Department of Pharmacology, University of California San Diego, 9500 Gilman Dr., Mail Code 0721, La Jolla, CA 92093, USA
While PHLPP2 and its family member PHLPP1 have similar functions, their specificity for Akt isoforms differs. PHLPP1 preferentially binds and dephosphorylates Akt2 and Akt3, resulting in decreased phosphorylation of a set of Akt targets that includes GSK-3beta, TSC2, and FoxO, as well as HDM2 and GSK3a. PHLPP2, on the other hand, binds and dephosphorylates Akt1 and Akt3, resulting in downregulation of an overlapping yet distinct set of downstream targets: GSK-3beta, TSC2, and FoxO, as well as TSC2 and p27.
PHLPP2 regulates cellular survival and proliferation, partially by regulating Akt. PHLPP2 overexpression increases apoptosis in cancer cell lines under low serum conditions; this effect is partially blocked by overexpressing an Akt mutant that is resistant to dephosphorylation by PHLPP. Conversely, siRNA-mediated knockdown of PHLPP2 decreases basal and etoposide-stimulated apoptosis and increases cellular proliferation.
PHLPP2 may also be involved in cAMP signaling to Akt. PHLPP2 binds adenylyl cyclase type 6 in cardiac myocytes, and treatments that raise cAMP levels decrease Akt HM phosphorylation, possibly through activation of PHLPP.

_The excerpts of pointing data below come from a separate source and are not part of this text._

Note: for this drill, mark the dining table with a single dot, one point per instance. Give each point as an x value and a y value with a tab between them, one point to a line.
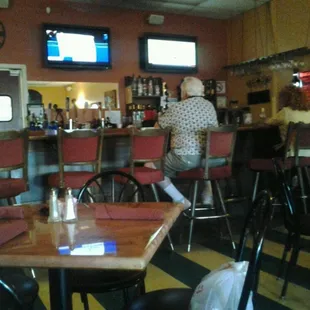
88	243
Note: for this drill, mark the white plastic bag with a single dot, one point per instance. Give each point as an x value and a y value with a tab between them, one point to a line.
221	289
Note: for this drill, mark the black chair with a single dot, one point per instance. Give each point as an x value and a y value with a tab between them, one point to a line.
104	187
257	223
17	291
295	222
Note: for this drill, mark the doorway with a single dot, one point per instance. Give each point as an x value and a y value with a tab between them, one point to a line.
13	97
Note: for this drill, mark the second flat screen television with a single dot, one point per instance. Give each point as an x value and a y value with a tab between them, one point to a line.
76	47
168	53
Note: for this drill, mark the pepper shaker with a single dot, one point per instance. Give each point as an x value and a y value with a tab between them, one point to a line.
54	214
70	212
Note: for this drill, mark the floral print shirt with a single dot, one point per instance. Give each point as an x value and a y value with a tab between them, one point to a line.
188	120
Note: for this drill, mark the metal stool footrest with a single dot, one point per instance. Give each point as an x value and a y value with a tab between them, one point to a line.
219	216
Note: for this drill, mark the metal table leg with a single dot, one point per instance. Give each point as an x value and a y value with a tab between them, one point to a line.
60	293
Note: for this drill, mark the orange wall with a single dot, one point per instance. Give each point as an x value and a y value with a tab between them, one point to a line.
23	44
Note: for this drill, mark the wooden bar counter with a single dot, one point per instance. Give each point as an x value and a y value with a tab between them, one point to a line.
252	141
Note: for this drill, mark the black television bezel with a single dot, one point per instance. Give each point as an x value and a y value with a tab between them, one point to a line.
143	50
75	65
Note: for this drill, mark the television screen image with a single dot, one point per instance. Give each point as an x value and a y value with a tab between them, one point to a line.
171	53
168	53
77	47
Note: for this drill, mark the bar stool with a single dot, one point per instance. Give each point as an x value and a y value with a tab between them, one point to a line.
220	144
297	139
13	155
148	146
77	148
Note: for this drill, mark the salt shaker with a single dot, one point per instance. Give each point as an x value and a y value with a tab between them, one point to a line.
54	214
70	212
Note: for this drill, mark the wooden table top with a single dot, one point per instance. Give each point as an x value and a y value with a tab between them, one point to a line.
130	244
108	132
124	132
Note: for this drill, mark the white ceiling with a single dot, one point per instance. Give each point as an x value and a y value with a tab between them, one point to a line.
217	9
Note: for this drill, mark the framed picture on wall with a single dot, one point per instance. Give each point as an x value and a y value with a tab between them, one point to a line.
220	87
36	110
110	99
221	102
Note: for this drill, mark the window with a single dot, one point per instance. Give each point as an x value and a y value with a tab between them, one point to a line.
6	110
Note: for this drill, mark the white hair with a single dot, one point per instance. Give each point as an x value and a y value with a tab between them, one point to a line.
192	86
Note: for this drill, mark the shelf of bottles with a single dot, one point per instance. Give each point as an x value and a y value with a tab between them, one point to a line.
143	97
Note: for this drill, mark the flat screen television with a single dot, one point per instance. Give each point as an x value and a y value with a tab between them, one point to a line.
168	53
76	47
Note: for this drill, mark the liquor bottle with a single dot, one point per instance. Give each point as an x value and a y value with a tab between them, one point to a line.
150	86
140	86
156	87
134	86
262	115
144	83
54	212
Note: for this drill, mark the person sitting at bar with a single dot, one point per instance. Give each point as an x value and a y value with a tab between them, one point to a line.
295	108
188	120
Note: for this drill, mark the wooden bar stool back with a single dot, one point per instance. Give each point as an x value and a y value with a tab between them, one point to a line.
220	144
148	146
13	156
77	148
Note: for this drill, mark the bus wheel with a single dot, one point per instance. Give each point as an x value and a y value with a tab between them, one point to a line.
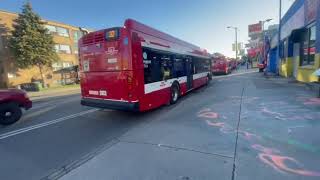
174	93
9	113
207	80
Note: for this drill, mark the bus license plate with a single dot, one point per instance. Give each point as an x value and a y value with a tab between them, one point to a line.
86	66
103	93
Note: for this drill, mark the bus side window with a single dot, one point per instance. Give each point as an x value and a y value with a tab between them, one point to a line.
178	67
166	66
151	63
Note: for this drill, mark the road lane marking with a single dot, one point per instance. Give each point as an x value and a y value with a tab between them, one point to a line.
236	74
30	128
37	113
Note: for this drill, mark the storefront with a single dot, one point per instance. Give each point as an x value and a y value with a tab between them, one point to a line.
300	41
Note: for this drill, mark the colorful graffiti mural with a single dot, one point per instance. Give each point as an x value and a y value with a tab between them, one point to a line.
269	156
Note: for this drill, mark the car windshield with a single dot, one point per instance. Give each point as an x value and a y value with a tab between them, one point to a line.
168	90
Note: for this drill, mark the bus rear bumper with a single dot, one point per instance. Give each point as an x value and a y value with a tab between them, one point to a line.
109	104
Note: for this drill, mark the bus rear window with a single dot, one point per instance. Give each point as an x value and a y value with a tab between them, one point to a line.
112	34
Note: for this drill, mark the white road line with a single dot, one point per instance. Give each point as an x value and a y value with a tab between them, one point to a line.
236	74
30	128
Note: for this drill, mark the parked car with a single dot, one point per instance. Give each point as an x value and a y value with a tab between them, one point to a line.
11	103
220	66
234	64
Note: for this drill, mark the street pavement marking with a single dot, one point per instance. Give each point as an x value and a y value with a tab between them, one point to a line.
37	113
236	74
30	128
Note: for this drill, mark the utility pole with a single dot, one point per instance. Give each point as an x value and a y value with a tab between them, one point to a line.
279	37
236	40
236	30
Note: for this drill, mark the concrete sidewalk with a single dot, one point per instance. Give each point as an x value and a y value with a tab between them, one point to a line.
243	127
54	92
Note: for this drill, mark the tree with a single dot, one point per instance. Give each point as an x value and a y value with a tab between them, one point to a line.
31	43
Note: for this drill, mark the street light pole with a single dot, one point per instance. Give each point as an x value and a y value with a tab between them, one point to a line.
279	37
236	40
236	30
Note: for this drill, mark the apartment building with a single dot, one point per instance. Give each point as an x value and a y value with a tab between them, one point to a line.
66	44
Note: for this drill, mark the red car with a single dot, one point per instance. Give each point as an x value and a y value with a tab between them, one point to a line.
220	66
11	102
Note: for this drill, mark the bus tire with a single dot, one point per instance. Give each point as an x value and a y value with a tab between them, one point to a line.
175	93
207	80
10	113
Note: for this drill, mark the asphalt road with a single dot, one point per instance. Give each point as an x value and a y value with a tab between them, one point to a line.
239	127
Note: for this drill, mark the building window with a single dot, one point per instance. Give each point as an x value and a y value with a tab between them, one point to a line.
63	32
51	29
76	36
56	66
60	65
67	64
1	43
12	75
58	30
62	48
308	46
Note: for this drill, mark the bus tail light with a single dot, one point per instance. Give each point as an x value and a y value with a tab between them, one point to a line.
130	82
112	34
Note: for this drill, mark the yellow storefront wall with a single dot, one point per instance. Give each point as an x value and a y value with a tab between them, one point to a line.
286	68
304	73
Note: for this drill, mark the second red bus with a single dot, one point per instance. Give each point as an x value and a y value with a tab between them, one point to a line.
138	68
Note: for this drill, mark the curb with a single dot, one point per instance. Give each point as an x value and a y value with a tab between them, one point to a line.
60	172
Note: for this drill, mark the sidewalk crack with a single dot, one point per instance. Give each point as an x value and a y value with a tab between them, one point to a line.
177	148
237	136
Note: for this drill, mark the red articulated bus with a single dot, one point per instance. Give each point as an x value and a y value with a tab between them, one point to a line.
220	65
138	68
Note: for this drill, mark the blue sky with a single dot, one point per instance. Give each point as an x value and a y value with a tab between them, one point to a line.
201	22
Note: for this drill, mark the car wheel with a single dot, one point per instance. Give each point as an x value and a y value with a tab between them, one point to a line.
10	113
207	80
175	92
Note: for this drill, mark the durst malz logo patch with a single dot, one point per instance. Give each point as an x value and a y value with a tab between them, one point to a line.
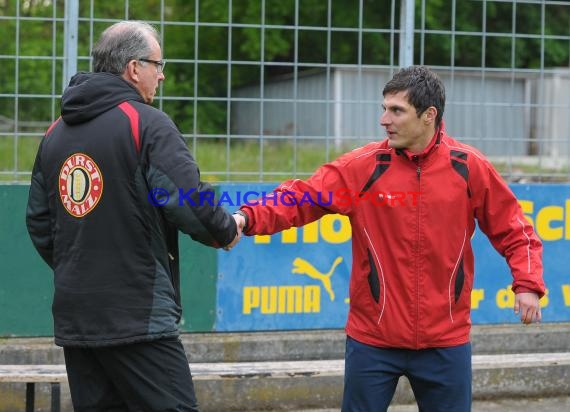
80	184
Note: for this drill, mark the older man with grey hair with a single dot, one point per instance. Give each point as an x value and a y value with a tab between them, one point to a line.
113	183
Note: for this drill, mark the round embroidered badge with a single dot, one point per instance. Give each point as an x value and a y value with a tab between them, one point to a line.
80	184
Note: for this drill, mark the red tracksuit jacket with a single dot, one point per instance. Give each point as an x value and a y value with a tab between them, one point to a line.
412	220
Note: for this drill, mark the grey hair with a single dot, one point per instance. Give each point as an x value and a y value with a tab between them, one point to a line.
121	43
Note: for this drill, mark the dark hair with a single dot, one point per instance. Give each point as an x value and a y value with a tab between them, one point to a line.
424	88
121	43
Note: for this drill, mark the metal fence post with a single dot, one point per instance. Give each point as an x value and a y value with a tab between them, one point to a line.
70	40
406	55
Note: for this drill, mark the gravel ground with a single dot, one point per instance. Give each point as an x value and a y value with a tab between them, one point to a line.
504	405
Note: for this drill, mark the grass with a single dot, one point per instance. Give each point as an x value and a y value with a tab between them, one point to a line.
249	160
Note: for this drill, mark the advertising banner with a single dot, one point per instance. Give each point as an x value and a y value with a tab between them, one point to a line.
298	279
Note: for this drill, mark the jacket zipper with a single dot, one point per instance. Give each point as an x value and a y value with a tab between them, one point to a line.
418	174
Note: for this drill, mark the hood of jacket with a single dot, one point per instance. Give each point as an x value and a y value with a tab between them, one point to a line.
90	94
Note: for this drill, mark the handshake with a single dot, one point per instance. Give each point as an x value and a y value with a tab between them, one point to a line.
241	220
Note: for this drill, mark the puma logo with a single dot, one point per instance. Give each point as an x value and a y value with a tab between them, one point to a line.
302	267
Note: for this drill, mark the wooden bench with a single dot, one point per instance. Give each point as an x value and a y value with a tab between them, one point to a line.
32	374
56	374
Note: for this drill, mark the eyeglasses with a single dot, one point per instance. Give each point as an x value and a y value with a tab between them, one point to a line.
158	63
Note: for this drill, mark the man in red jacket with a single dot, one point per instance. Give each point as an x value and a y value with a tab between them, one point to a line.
413	201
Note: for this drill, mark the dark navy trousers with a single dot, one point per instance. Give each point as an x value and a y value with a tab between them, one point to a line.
140	377
440	377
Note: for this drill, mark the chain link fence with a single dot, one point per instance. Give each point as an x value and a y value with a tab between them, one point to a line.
264	90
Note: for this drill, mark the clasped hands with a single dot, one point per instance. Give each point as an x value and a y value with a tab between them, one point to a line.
240	224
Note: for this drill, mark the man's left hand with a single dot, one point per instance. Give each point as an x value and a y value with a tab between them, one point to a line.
528	307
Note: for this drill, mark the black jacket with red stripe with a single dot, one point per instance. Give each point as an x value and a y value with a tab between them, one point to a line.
113	183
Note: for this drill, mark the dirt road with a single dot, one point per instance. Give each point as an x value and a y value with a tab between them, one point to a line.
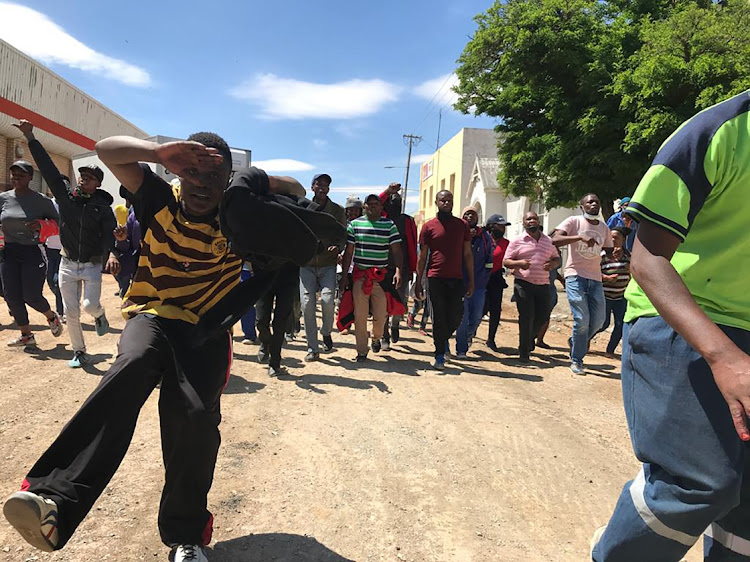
488	461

The L1016S variant of PHLPP2 may be involved in breast cancer. Although most breast cancer cell lines are homozygous for the Leucine allele, some are homozygous for the Serine allele. In addition, the normal breast cell line Hs578Bst is heterozygous (Leu/Ser) at position 1016, while its pair-matched tumor cell line Hs578t has only the Serine allele, suggesting that the gene has undergone loss of heterozygosity in this tumor. Similar results were obtained upon comparing normal and tumor tissues from breast cancer patients who are heterozygous at position 1016. High-grade breast tumors from some of these patients exhibited loss of the Leucine allele, but no tumors exhibited loss of the Serine allele. Further characterization of the L1016S mutant has revealed that its phosphatase activity (as measured by activity toward Akt) and its ability to promote apoptosis are defective. Moreover, siRNA-mediated knockdown of PHLPP2 in Ser/Ser breast cancer cell lines has no effect on Akt phosphorylation or PKCalpha levels, while knocking down PHLPP2 in cell lines with at least one Leucine allele increases Akt phosphorylation and PKCalpha levels. All in all, the data indicate that the version of PHLPP2 with Serine at position 1016 is less functional towards Akt and PKC than the wildtype version, and that loss of the wildtype allele in heterozygous (Leu/Ser) breast cancer patients may be involved in the progression of breast cancer.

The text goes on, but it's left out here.